Generally speaking, taking portrait photos of your kids individually is fairly straightforward since you can either get them to play along for a few minutes, or you can pull out your telephoto lens and take a few candid photos while they are otherwise occupied. Photographing siblings, where you actually would like a good final image, can present a bit of a challenge. With that in mind, here are a few suggestions:
Games and Crafts
Do both your kids have a game or craft they like to enjoy together? Get them involved and they’ll hardly notice that you’re snapping away the whole time. All you need is a camera that lets you capture your kids without getting right in their faces.
Older siblings love to show off how much they know to younger brothers and sisters, which makes this a good time to take photos, particularly since they are usually sitting close together. Have your eldest ready a story or show the young one(s) how to do something and keep your camera handy. For younger siblings, painting or playing with blocks can offer a colorful scene to add interest to photos.

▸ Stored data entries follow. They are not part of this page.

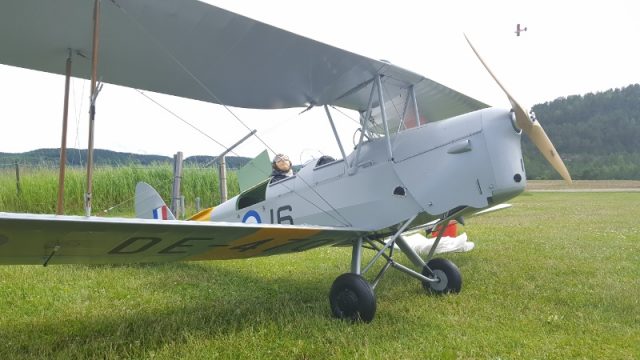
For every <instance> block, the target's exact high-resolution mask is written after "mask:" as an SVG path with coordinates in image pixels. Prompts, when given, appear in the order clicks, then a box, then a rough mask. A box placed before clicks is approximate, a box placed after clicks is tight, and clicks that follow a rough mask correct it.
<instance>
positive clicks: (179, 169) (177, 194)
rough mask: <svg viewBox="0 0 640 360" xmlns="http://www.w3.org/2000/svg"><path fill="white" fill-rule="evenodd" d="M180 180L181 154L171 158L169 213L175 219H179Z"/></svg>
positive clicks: (181, 155)
mask: <svg viewBox="0 0 640 360" xmlns="http://www.w3.org/2000/svg"><path fill="white" fill-rule="evenodd" d="M181 179H182V152H181V151H178V153H177V154H175V155H174V156H173V191H172V193H171V211H172V212H173V215H174V216H175V217H176V219H179V218H180V215H181V212H180V210H181V206H180V180H181Z"/></svg>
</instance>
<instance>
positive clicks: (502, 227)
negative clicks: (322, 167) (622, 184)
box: [0, 193, 640, 359]
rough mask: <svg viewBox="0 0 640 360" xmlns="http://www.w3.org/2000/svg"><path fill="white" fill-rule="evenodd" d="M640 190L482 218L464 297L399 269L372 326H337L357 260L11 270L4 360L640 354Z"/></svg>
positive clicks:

Sibling Photography Movie Night
Snuggled up on a chair together with a comfy blanket and a bowl of popcorn makes for a great photo, so pop in a movie (does anyone pop in movies anymore?) and position yourself to the side of the screen to get some great sibling photos. You may need to leave a few lamps on to ensure you have enough light for crisp photos, or experiment with slightly longer shutter speeds.
Look for “Real” Moments
Siblings don’t get along all of the time, or even most of the time, so your images shouldn’t just reflect those few perfect moments that you manage to capture on camera. Look for fights, arguments, disagreements, or just plain disliking so your kids can look back on the photos later and see what they were “really” like together. Also they’re great photos for when you little ones get married!
Really Fun Times
There are many times where your kids are going to give you awesome expressions, and as a parent you can probably tell what those are going to be: Christmas morning, on vacation, new puppy/kitten, new bike, playing in the sprinkler, etc. Get your camera out and put it on continuous shooting mode to ensure you capture their happy faces!
Posing is Okay!
It’s okay to get some posed shots as well, assuming you can get your kids to cooperate long enough. After all, you don’t want all of the child portraits to be candid shots with messy faces or blurring arms. Just try to be reasonable and keep it fun so your kids don’t run away the next time you get your camera out. If you are still having difficulty getting “the” portrait image of your kids, consider having a professional photography session once a year or so to ensure that you have lasting memories of your children and clean and well-behaved kids!